Russia’s Entire Stock Market is Worth Less Than Apple Computers

Let's just call this what it is. Awkward.
Let’s just call this what it is. Awkward.

A few days ago a bizarre inversion took place. A single company was suddenly worth more than the entire investable market size of a major economy. While I like Apple a lot and applaud the incredible profitability of the company, this is more a story about how badly the Russian economy is doing.

Back when Russia was first inciting dissent inside the Ukraine following the ouster of the quasi-dictator running the country, it had banked on the idea that it’s continued escalation inside the borders of a sovereign nation would go unchallenged as few countries would wish to risk a military skirmish over a single, marginal country in Europe.

Vladimir Putin miscalculated however when he didn’t realize how precarious the Russian economy was. Sanctions were implemented and what followed was a largely hollow trade war that did more to identify Russia’s weakness than strength. But the most recent blow to Russia has been the change in the price of oil.

Screen Shot 2014-11-21 at 12.31.04 PMNow that the price of oil is under $80, Russia is suffering severely. Like many oil rich nations, oil exports substitute for taxes. This frees autocratic rulers to both pursue generous social programs while not having to answer to citizen complaints about high taxes. It’s how countries like Saudi Arabia  and Iran get by with little democratic input and a relatively passive population with little to no public disobedience about democratic rights (mostly).

This relationship though means that there are actually two prices for oil. First the breakeven price for extracting oil from the ground, and second break breakeven social price of oil. Those prices are different in every country. In Alberta for instance, tar sand oil is usually quoted at $70 a barrel for breakeven. But to cover the costs of running the government the price is much higher. For Russia the slide in price from $109 a barrel to $80 has meant wiping out it’s current account surplus.

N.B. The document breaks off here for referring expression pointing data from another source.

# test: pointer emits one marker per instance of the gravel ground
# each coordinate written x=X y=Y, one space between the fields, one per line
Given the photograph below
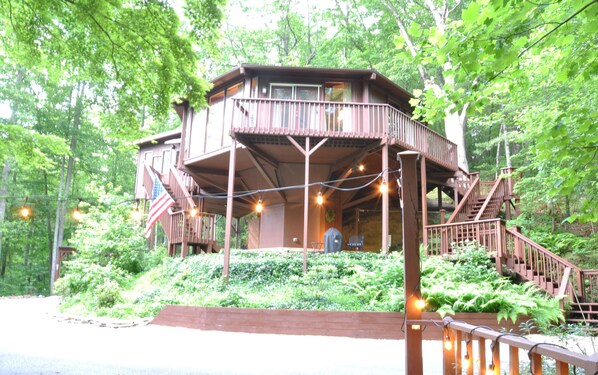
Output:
x=35 y=339
x=32 y=341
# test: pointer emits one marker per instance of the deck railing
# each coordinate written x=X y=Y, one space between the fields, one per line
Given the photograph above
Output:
x=199 y=229
x=461 y=355
x=343 y=120
x=466 y=204
x=519 y=253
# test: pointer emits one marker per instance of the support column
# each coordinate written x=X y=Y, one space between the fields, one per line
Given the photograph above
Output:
x=413 y=333
x=424 y=190
x=385 y=202
x=305 y=204
x=229 y=208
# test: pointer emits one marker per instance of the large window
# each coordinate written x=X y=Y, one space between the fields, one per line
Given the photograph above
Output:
x=338 y=116
x=293 y=114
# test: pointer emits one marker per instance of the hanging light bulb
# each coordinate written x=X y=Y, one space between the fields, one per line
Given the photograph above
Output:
x=77 y=214
x=448 y=345
x=384 y=188
x=259 y=207
x=136 y=213
x=465 y=362
x=25 y=211
x=320 y=199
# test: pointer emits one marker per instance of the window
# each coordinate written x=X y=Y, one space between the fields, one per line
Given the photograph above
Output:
x=338 y=116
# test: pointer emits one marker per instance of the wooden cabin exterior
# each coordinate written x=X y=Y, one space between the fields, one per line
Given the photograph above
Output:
x=266 y=117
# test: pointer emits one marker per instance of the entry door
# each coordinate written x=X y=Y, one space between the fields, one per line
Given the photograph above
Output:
x=294 y=114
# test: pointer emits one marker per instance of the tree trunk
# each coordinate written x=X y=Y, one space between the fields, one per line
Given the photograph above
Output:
x=63 y=193
x=454 y=127
x=3 y=194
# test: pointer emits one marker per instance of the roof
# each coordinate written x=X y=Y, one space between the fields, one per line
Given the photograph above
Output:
x=365 y=74
x=159 y=138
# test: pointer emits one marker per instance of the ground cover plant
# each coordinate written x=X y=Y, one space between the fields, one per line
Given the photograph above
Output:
x=345 y=281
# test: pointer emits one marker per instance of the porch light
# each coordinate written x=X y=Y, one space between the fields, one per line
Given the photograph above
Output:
x=25 y=211
x=383 y=188
x=465 y=363
x=320 y=199
x=259 y=207
x=136 y=213
x=77 y=214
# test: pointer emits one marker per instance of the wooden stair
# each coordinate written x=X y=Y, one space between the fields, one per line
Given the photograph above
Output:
x=476 y=219
x=189 y=234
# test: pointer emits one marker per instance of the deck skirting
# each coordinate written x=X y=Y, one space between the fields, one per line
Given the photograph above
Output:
x=356 y=324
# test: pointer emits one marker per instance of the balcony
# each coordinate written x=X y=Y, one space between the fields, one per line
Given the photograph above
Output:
x=342 y=120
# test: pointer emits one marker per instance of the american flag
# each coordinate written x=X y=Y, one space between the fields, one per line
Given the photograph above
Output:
x=161 y=201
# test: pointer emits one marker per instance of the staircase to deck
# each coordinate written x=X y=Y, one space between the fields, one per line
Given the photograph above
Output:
x=476 y=219
x=181 y=228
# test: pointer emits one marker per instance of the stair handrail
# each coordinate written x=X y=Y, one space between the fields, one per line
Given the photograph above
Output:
x=181 y=193
x=494 y=193
x=473 y=191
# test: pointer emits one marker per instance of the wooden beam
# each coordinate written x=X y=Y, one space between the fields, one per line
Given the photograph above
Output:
x=229 y=208
x=361 y=200
x=413 y=333
x=265 y=175
x=257 y=151
x=297 y=145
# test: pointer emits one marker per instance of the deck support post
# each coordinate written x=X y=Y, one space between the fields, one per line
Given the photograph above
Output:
x=413 y=333
x=229 y=208
x=424 y=190
x=306 y=204
x=385 y=202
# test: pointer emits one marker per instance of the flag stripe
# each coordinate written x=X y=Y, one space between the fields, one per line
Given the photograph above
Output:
x=161 y=201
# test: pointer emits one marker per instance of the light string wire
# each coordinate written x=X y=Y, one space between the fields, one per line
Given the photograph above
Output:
x=240 y=194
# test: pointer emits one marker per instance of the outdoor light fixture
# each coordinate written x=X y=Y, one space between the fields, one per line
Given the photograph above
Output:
x=25 y=211
x=320 y=199
x=384 y=188
x=136 y=214
x=259 y=207
x=77 y=214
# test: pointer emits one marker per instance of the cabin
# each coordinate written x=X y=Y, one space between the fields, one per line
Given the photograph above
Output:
x=336 y=130
x=307 y=149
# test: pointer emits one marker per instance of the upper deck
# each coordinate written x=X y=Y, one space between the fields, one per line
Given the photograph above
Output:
x=263 y=121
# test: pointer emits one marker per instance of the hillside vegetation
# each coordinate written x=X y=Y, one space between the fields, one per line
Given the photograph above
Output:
x=344 y=281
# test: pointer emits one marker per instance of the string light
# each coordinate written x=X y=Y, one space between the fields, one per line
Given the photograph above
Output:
x=383 y=188
x=320 y=199
x=259 y=207
x=136 y=213
x=77 y=214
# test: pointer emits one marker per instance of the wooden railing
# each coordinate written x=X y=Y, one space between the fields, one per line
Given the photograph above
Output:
x=493 y=202
x=199 y=229
x=522 y=255
x=466 y=204
x=460 y=355
x=537 y=264
x=343 y=120
x=443 y=237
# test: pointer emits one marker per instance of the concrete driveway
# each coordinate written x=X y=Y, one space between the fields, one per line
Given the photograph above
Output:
x=33 y=341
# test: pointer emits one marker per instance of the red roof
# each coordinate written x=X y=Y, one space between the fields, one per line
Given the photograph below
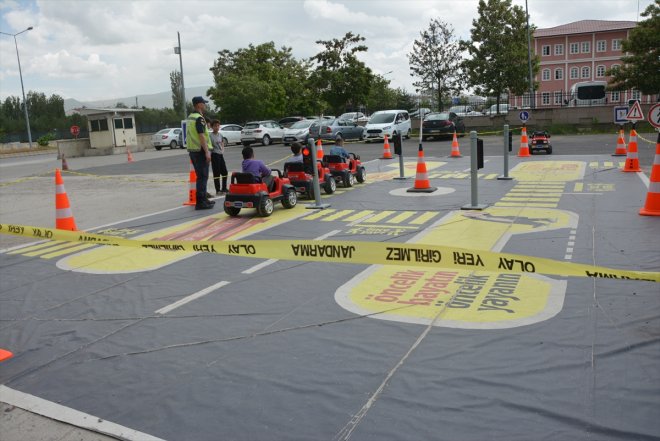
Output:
x=584 y=27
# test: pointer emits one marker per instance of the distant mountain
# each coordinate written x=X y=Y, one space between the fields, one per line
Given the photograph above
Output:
x=152 y=101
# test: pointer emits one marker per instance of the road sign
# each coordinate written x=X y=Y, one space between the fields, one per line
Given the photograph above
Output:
x=635 y=113
x=620 y=113
x=654 y=115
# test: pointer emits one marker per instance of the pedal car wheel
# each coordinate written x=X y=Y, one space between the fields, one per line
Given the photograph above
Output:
x=362 y=175
x=330 y=185
x=232 y=211
x=290 y=199
x=266 y=207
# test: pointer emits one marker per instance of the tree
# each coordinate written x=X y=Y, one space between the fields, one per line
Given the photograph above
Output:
x=342 y=80
x=642 y=66
x=177 y=91
x=436 y=62
x=497 y=46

Combined with the falling rouble (now 30% lower than the beginning of the year) and the growth of corporate debt sector, Russia is now in a very precarious situation. I’m of the opinion that energy, and energy companies have been oversold and a rise in price would not be unexpected. But whether the price of energy will bounce back up to its earlier highs from this year seems remote.

This is a stock photo of a guy thinking. Could he be thinking about where to invest his money? He could be. It's hard to tell because he was actually paid to stand there and look like this and we can't ask him.
This is a stock photo of a guy thinking. Could he be thinking about where to invest his money? He could be. It’s hard to tell because he was actually paid to stand there and look like this and we can’t ask him.

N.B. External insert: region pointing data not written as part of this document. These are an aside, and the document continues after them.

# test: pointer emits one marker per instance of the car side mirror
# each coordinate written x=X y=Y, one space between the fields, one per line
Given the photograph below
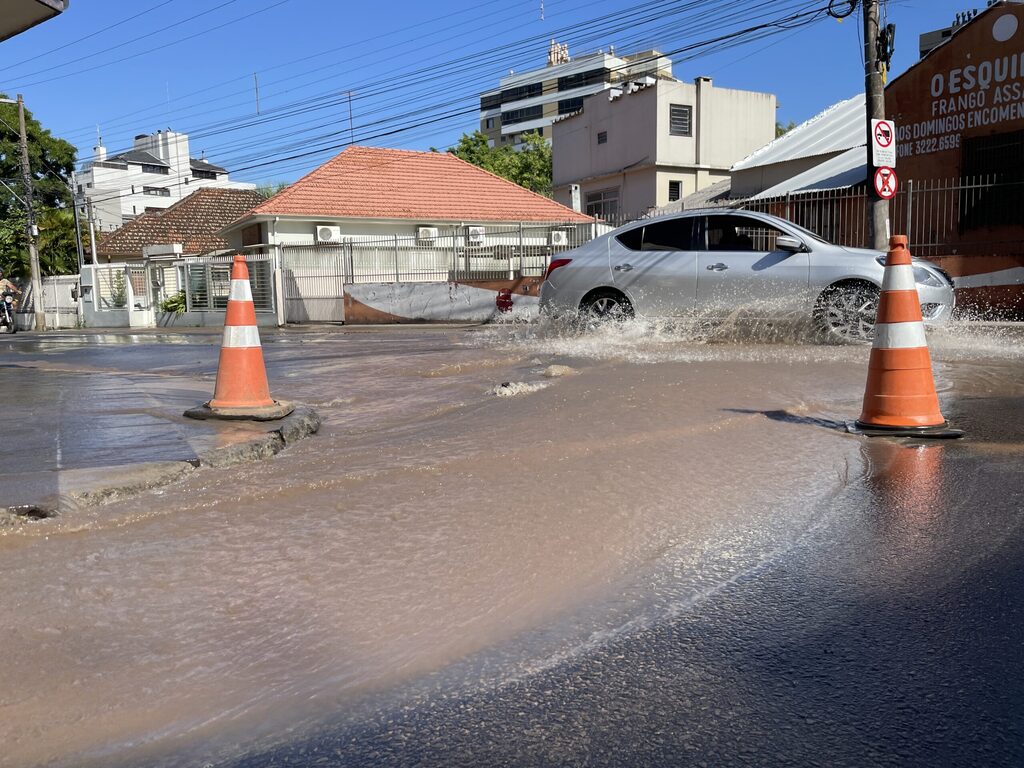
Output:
x=785 y=243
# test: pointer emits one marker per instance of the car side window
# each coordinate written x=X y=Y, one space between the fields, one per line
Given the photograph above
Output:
x=670 y=235
x=733 y=232
x=632 y=239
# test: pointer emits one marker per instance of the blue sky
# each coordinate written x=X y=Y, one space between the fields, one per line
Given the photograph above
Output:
x=411 y=72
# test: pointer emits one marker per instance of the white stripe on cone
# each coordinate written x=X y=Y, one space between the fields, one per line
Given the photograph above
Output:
x=241 y=336
x=899 y=336
x=899 y=278
x=241 y=291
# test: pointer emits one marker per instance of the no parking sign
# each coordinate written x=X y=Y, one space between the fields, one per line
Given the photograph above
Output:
x=886 y=182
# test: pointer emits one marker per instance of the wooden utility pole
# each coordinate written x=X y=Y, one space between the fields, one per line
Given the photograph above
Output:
x=30 y=228
x=878 y=209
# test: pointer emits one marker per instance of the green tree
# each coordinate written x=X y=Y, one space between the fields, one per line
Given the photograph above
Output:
x=51 y=161
x=529 y=167
x=269 y=188
x=783 y=129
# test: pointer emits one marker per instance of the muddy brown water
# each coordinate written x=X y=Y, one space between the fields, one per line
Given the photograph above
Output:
x=433 y=518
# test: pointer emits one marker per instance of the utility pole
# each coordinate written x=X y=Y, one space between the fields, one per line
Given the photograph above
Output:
x=878 y=209
x=78 y=223
x=92 y=238
x=37 y=285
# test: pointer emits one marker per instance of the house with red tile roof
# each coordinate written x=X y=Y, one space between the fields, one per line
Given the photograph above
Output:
x=368 y=192
x=193 y=223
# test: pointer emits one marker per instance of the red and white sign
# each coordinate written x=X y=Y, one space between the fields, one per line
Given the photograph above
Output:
x=883 y=143
x=886 y=182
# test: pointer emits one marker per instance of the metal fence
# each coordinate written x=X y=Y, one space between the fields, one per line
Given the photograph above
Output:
x=939 y=217
x=207 y=281
x=449 y=254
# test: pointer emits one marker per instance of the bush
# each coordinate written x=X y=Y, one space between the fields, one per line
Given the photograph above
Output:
x=175 y=303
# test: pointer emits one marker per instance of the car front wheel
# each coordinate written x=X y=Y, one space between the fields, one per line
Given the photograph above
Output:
x=847 y=312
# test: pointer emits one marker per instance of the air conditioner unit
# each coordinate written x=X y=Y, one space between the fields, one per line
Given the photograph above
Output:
x=327 y=233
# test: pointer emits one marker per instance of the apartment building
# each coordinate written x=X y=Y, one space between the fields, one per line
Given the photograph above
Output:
x=645 y=143
x=155 y=174
x=532 y=100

Over the last few months I’ve been moving away from the Emerging Markets, and while the reasons are not specifically for those listed above, Russia’s problems are a good example of the choices investors face as other markets continue to improve their health. If you had a dollar today that could be invested in the either the United States or Russia, who would you choose? The adventurous might say Russia, believing they could outlast the risk. But with more Canadians approaching retirement the more sensible option is in markets like the US, where corporate health is improved, debt levels are lower and markets are not subject to the same kind of political, economic and social instability that plagues many emerging economies.